In this link: http://jb.asm.org/cgi/reprint/186/9/2619.pdf 


> JOURNAL OF BACTERIOLOGY, May *2004*, p. 2619–2628 Vol. 186, No. 9
> 0021-9193/04/$08.000 DOI: 10.1128/JB.186.9.2619–2628.2004
> Copyright © 2004, American Society for Microbiology. All Rights Reserved.





> The serotype Typhimurium phage types DT2 and DT99 are frequently isolated from pigeons, where they cause paratyphoid (5), but are rarely isolated from other bird or mammalian species (27). On this basis, the existence of a serotype Typhimurium “pigeon type” has been proposed....


Basically, use good hygiene methods, washing hands (especially before touching one's face, and the like), etc. 
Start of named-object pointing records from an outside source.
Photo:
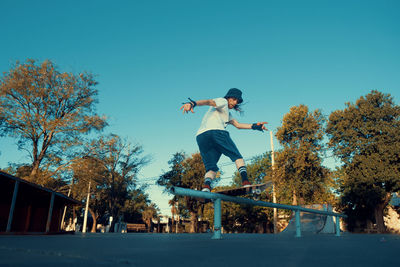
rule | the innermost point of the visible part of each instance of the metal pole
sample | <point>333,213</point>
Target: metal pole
<point>50,214</point>
<point>217,219</point>
<point>12,207</point>
<point>298,224</point>
<point>273,185</point>
<point>86,210</point>
<point>65,209</point>
<point>337,225</point>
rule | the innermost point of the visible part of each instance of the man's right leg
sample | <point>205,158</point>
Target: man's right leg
<point>210,157</point>
<point>208,179</point>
(No comment on Synolux -- haven't used it).

Larry


----------



## Maggie-NC (Jun 22, 2005)

Jo, sorry I can't advise you on Synulox because we have never used it but other members have and can advise you.

I'm attaching a link to Wikipedia's description of Synulox and I'm not sure but it doesn't sound like what you need.

How many doses of Synulox has Vivi had so far?

http://en.wikipedia.org/wiki/Synulox


----------



## ippychick (Sep 19, 2007)

Lady Tarheel said:


> Jo, sorry I can't advise you on Synulox because we have never used it but other members have and can advise you...


Hi Maggie!

Yes, I read the Wikipedia page about the Synulox earlier... (Sounded weird to me, too)

She's had two doses so far; the morning and the evening ones.

Ah, I hope it works! I asked for Baytril several times. Hopefully someone who has experience with it will come here soon to give some more info! 

It was mentioned her at PT by at least Cynthia. I'll search for more info...

Thanks!

Jo/Ippychick


----------



## ippychick (Sep 19, 2007)

Larry_Cologne said:


> Hello Ippychick,
> 
> Since you seemed to want extra verifiaction and reassurance, I decided to look up an actual quote for you, and found a small surprise at this link........



Hi Larry,

Oh wow! That was some interesting info, *thanks* for that! 

I will keep up the (extra-) good hygiene, just in case... But it's still good to know, even if it was 'safe'. 

Hopefully this medication will work~ if I had waited a few more hours, I would've got the meds you sent! But hoping for the best anyway!

Jo


----------



## Larry_Cologne (Jul 6, 2004)

Hello Ippychick,

You did receive the meds I sent, right, from what I understand?

The cipro is the human-designated version of Batril. Cipro was originally Ciprobay from Bayer, and Baytril from Bayer (Leverkusen) also. Remember the Bayer aspirin bottles. Actually, Aspirin was originally a Bayer trademark also (unless I'm getting senile).

Reti on PT once said that (at their clinic) you treat for the disease, os cipro should work in the place of Baytril.

I was also told you can give both cipro and cotrim simultaneously.

I'm not going to go against a vet, obviously, but you do have the other meds.

My docs have had me stop an antibiotic after a day or so, instead of holding to the full course of treatment, and switch to another antibiotic. See what the others on the forum think about switching. 

It's possible your vet knows something we don't, since he handled the pigeon.

About him advising to put the bird down, it may be his experience that unless someone is aggressively determined to fight for an animal's life, and put in a lot of continuous effort, that any attempts to save the animal merely prolongs the torture of the animal before it dies because the human rescuer has gotten tired of the project. Anyone who is uncertain or easily persuaded may not have the necessary stick-to-it-tiveness. So, his advice may be good for the animal in that case. Would you like to be in intensive care where the nurses are negligent?

i once had to check into a hospital overnight before a more or less routine bronchoscopy. Nurses stood in the doorway all night long, smoking cigarettes in spite of my lung diseases, and kept me awake by taking my temp and blood pressure every two hours. This was during the days of promoting racial equality by giving jobs to persons even if they weren't qualified. I never got upset about it or complained; it was part of the culture back then and more or less accepted behavior.

Larry 



Larry


----------



## ippychick (Sep 19, 2007)

Larry_Cologne said:


> Hello Ippychick,
> 
> You did receive the meds I sent, right, from what I understand?
> 
> The cipro is the human-designated version of Batril. Cipro was originally Ciprobay from Bayer, and Baytril from Bayer (Leverkusen) also........


Larry,

Yes, you understood right~ I DID receive the meds you sent! THANK YOU! They came only some hours after I had got the meds from the vet. 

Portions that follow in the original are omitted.